La representación de la entidad aseguradora MUSAAT además de adherirse al recurso interpuesto por el anterior, mostró su discrepancia con la sentencia dictada por no haberse limitado su declaración de responsable civil directo al límite de lo pactado, realizando una serie de alegaciones con la pretensión de que se dicte una sentencia absolutoria para su asegurado Carmelo y de forma subsidiaria solicitó que su responsabilidad tenga como límite expreso la cantidad de 100.000 euros de conformidad con la póliza, mostrando su adhesión el Ministerio fiscal a esta última pretensión.
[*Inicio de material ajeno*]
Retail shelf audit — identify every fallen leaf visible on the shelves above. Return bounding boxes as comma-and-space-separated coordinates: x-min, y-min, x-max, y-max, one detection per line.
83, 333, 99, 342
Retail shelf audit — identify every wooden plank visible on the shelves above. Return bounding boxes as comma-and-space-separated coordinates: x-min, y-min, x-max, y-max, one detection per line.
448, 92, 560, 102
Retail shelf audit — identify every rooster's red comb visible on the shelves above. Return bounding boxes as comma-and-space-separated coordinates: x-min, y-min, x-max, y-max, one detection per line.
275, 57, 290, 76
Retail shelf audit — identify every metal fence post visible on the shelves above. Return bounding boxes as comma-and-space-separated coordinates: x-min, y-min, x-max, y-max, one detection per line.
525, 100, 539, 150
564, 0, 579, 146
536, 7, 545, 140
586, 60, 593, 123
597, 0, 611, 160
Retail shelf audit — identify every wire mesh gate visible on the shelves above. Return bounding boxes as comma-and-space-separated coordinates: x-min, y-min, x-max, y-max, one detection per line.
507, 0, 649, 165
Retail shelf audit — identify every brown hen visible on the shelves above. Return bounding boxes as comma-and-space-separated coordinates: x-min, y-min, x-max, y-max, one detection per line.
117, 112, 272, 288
Por último la entidad ALLIANZ, compañía de seguros y reaseguros, S. A. interpuso recurso de apelación contra la referida sentencia por la que resultó condenada al abono en concepto de responsabilidad civil de forma conjunta y solidaria con los otros condenados y con la aseguradora Mussat a indemnizar a lo perjudicado en el importe de 506.837,47 euros, sin establecer el límite de su cobertura en la suma convencionalmente pactada de 150.000 euros, adhiriéndose a las alegaciones de su asegurado Luis Francisco , y tratando de justificar la procedencia de una sentencia absolutoria y de forma subsidiaria limitada a la cuantía fijada en la póliza, mostrando su adhesión el Ministerio Fiscal a esta ultima pretensión.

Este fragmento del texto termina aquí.